私が入職する際、もう一人同じ条件で入職する人がいて、さらにその前後で二人入職、最大で薬剤助手だけで六人もいる状態が続きました。先輩に話を聞くと、今までは一人で仕事をしていた時期もあるとのこと。一人でも十分まわる仕事量に対して六人は明らかに人材過多でした。
仕事の奪い合いと気の使い合い
朝、出勤して三十分もあれば午前中の仕事は終わり、昼休憩前後の仕事と、十五時からの締めの作業もそれぞれ三十分もあれば終わります。それを五、六人で奪い合いのようになり、やることがなくなるとひたすら隅々まで掃除や片づけ。
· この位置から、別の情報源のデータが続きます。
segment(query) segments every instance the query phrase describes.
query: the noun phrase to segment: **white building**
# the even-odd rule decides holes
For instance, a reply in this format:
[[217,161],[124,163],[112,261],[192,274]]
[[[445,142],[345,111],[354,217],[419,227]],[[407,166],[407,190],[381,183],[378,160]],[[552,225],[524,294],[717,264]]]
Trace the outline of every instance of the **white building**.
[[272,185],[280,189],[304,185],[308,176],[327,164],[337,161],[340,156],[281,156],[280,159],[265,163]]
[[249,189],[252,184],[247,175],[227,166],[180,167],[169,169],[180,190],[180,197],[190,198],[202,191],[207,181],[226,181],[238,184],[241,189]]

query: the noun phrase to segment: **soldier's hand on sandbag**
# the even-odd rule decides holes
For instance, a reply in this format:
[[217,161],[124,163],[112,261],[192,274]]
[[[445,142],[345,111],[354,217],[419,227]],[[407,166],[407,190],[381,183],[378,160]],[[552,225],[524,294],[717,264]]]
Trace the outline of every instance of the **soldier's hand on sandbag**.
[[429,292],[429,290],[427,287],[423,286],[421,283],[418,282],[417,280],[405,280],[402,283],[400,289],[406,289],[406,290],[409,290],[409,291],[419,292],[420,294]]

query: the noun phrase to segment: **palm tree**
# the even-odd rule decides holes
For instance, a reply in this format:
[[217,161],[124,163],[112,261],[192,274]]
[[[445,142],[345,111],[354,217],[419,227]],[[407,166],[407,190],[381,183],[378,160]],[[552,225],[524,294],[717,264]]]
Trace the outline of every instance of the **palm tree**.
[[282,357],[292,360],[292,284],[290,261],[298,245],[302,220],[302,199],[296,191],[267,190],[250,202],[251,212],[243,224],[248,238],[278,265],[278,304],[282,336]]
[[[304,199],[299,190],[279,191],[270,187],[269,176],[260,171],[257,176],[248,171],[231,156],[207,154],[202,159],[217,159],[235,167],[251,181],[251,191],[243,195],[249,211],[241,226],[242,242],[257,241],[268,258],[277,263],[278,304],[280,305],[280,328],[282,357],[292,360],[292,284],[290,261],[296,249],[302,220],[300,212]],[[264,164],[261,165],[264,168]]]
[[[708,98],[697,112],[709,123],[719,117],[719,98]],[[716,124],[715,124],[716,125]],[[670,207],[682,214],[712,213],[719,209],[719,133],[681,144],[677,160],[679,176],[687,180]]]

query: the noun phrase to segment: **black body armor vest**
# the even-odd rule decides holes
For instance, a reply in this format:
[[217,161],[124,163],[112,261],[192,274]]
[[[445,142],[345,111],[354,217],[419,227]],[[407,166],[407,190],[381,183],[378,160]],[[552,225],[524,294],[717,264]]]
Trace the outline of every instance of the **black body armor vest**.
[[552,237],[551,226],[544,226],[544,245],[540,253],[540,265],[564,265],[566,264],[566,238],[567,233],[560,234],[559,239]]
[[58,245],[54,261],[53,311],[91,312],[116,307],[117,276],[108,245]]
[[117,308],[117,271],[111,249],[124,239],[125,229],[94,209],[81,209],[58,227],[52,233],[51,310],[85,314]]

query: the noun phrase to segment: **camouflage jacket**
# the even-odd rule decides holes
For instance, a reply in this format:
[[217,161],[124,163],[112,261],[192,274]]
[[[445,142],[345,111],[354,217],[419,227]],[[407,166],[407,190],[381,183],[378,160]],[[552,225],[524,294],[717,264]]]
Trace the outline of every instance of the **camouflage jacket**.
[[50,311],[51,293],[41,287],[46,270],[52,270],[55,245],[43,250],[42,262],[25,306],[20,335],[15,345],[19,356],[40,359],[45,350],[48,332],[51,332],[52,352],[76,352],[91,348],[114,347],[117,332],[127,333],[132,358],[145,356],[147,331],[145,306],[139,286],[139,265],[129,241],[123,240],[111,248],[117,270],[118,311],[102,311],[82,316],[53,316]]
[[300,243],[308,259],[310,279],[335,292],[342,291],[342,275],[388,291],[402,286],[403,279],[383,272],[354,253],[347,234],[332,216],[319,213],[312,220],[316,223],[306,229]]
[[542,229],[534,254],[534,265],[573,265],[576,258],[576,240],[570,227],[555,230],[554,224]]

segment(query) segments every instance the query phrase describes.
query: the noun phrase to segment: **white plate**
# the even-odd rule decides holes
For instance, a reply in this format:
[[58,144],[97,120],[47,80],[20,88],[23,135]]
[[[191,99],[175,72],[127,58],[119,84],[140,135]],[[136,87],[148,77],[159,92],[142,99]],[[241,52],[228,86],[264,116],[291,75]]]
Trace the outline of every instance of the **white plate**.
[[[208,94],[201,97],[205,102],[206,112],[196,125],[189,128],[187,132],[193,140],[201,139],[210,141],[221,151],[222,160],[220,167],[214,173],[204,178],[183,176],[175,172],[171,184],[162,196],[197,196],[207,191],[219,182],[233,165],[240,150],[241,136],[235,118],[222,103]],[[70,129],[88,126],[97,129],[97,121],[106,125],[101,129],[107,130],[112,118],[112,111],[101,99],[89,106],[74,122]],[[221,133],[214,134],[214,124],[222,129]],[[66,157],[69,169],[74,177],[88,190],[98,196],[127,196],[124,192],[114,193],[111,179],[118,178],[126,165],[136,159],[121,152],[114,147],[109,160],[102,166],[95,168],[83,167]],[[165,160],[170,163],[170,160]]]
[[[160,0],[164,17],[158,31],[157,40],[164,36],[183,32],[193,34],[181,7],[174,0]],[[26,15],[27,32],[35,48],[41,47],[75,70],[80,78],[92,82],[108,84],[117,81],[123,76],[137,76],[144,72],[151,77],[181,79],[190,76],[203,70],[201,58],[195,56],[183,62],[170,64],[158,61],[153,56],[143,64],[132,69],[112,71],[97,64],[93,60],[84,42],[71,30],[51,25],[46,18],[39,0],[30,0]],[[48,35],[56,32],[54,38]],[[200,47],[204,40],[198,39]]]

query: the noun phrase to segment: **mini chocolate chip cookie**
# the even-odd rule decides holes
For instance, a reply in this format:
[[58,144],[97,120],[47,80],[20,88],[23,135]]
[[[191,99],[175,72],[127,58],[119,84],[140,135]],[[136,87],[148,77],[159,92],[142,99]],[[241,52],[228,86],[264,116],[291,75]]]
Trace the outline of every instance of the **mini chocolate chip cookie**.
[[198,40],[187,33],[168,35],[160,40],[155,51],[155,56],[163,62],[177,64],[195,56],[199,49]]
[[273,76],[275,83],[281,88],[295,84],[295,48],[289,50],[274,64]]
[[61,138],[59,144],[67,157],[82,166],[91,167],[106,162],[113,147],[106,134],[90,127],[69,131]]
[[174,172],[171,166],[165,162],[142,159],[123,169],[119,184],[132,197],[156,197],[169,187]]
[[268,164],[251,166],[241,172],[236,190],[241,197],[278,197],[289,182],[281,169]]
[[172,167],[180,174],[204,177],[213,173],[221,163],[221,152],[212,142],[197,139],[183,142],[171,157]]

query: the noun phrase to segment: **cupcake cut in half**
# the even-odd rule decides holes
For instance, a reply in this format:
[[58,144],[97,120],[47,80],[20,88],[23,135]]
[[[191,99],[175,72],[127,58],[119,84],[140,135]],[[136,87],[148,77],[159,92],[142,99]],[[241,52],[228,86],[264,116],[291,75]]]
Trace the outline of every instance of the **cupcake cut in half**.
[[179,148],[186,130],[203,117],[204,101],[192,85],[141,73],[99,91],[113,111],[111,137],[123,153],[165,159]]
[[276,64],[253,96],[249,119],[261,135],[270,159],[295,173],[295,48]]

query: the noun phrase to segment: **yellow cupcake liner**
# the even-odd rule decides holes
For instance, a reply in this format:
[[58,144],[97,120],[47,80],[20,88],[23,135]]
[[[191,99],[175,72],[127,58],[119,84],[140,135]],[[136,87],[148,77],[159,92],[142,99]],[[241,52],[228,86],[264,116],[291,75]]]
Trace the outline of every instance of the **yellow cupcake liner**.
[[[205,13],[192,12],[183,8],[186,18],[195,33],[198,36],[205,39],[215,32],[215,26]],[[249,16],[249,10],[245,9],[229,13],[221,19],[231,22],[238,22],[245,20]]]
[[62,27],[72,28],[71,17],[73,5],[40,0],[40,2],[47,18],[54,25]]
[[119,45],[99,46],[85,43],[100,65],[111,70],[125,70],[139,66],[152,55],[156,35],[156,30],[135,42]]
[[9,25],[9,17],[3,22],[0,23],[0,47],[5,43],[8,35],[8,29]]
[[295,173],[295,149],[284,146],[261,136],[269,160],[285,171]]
それすらも終わってしまうと、ただひたすらに薬剤師の邪魔にならないように場所を変えながら整理整頓しているふりです。
必要としないなら採用しなければいいのに
上司に「何かお手伝いできることはありませんか?」と聞いても「特にないかな。その辺掃除でもしてて」としか返ってきません。私などまったく必要とされていないのだ、とその度に思い、とても心苦しく居場所もなく、どんどん憂鬱になっていきました。人事部にも相談して、その時は「わかった、(私の)上司に伝えておくから」と言われたのですが、実際に改善されることはなく、なぜこんなにも人材が余っているのに私なんかを採用したのか、だったら最初から採用しなければいいのにと毎日のように思っていました。今はもう退職しましたが、特に必要ともされていない、求められていない職場で働くことの辛さをそこで十分に学びました。